China's Bright Food recently won official approval from its own government to buy control of Tnuva, Israel's biggest dairy company, from the private equity firm Apax Partners in a deal that values the target at $2bn.

The Chinese are eating more cheese than ever before. However, the company has said it was investing in Tnuva because "Israel is well known for its agriculture and the quality of its agricultural management".

The deal was the biggest Chinese buyout of an Israeli company since 2011, when China National Chemical Corporation bought Adama, the pesticides and crop protection company then known as Makhteshim Agan, for $2.4bn.

Chinese money has arrived in Israel only recently, and so far it has run into relatively little political backlash, even on critical infrastructure projects such as the new 3.3bn shekel port being built in the Mediterranean city of Ashdod, by contractor China Harbor.

The Chinese experience in Israel stands in contrast with the US, where the officials blocked a Chinese investment in wind farms in 2012 and more recently raised concerns that the Chinese government is linked to hacking attacks on US defence contractors.

In fact, Benjamin Netanyahu - who is set to take the helm of a new government in a few days - has been actively pursuing a policy of pivoting trade relations away from Europe, still Israel's biggest commercial partner by far, and toward emerging markets.

The goal is both pragmatic, as Israel does relatively little trade with the Brics, and political. some European countries have been sharply critical of what they see as Israeli intransigence in the unresolved conflict with the Palestinians, and Israeli officials fear political repercussions.

"Sometimes you say 'the state of Israel' in other regions of the world, and there are other things that come up in their minds," says Ophir Gore, Israel's trade attache in Beijing. "When you say 'Israel' in China they think innovation, they think high technology - so in that aspect, my job here is pretty easy."

Israel's trade turnover with China reached $11bn last year, about double the amount recorded in 2010. However, China still accounts for less than 10 per cent of overall Israeli trade compared, while a third goes to Europe, and a quarter to North America

Israel's economy ministry says that, in addition to the big deals like Agana and Tnuva, Chinese investment is going into smaller companies, notably in technology, agrotechnology and water management.

Baidu, China's largest search engine, has put $3m into Pixellot, an Israeli video capture start-up, and it provided funds to Carmel Ventures, an Israeli venture capital firm, last year.

In November Shouguang, on China's coastal plain, launched a "Water City" project meant to showcase Israeli innovations for water reuse and desalination.
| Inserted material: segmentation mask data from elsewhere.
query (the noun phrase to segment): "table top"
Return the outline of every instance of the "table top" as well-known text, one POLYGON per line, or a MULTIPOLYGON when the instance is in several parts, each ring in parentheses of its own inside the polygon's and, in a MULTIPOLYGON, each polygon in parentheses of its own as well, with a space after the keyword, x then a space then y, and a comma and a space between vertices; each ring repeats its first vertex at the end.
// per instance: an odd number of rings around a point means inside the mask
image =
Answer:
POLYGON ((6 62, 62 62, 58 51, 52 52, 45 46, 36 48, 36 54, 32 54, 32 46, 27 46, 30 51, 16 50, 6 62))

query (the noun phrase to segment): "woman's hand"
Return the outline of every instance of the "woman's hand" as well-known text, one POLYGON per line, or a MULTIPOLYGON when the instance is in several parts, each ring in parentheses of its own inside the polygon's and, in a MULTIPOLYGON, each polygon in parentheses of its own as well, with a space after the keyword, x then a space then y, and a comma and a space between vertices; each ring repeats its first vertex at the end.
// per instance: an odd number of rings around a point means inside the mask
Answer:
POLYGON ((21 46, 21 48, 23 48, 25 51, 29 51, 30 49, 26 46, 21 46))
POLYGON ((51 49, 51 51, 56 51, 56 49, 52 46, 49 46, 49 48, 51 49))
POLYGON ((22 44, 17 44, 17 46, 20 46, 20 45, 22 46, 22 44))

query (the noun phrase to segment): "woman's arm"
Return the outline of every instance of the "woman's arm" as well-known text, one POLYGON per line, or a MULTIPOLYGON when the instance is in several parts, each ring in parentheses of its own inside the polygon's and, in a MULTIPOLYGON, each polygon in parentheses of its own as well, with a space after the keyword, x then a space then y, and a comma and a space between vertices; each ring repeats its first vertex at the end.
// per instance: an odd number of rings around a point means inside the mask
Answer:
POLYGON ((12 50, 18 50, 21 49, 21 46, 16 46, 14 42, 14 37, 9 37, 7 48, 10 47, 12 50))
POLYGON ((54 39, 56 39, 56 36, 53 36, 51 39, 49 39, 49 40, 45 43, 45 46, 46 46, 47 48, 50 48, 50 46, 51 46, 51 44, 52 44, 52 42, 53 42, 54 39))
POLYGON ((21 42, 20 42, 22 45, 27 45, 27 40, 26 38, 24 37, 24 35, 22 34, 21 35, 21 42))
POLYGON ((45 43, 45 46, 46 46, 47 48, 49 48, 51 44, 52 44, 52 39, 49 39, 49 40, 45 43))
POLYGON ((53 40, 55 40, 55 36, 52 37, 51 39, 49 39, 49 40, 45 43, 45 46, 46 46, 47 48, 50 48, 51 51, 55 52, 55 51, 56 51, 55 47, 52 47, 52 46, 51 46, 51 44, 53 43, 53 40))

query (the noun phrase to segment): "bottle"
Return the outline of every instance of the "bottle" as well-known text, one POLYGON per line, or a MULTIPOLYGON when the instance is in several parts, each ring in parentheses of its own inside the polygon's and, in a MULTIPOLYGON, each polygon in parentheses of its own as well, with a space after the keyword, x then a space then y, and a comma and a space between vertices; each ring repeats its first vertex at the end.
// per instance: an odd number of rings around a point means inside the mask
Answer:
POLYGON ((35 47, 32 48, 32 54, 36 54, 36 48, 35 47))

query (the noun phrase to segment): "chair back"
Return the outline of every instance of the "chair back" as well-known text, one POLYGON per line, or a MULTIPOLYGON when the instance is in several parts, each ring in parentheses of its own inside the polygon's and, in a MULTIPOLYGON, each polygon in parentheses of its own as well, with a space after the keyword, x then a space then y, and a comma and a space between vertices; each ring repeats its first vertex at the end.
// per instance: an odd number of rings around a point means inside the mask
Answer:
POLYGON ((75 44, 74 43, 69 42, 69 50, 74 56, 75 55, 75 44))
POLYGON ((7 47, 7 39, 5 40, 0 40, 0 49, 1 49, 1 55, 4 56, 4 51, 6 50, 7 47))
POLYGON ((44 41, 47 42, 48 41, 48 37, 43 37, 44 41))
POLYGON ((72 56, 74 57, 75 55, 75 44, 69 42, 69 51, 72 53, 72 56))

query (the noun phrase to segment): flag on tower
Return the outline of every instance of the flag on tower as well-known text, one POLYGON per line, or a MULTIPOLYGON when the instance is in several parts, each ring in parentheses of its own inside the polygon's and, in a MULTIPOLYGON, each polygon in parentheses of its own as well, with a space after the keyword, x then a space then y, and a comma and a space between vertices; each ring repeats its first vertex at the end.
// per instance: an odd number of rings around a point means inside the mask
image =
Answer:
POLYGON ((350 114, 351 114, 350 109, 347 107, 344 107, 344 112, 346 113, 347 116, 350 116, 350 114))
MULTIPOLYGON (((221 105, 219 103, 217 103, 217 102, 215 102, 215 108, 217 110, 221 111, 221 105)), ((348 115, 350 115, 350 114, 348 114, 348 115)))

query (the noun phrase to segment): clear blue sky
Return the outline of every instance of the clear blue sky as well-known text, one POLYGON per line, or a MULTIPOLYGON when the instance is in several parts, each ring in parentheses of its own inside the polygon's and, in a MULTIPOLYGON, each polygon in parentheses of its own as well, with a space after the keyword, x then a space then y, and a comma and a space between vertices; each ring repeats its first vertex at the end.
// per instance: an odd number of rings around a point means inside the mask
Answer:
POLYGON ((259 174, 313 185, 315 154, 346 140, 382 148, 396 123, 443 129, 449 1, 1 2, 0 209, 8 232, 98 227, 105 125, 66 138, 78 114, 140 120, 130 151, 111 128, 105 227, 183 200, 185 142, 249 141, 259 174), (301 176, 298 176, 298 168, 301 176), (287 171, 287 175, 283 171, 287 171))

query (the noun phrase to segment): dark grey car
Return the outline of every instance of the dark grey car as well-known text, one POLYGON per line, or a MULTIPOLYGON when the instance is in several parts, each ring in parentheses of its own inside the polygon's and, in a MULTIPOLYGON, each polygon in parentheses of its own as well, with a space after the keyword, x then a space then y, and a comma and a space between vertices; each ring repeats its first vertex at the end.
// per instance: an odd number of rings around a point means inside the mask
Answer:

The first contracts are expected to be signed by the end of this year, and should be operational by 2017.

China, with its billion-plus population, can in turn serve Israel as both consumer market and commercial partner. "We are great inventors and brilliant at developing things," says Todd Dollinger of Trendlines, a technology investment company that organised Agrivest. But our production capabilities are nowhere near the ability of China, and we are very far from major markets - we are effectively an island, and we do best when we partner."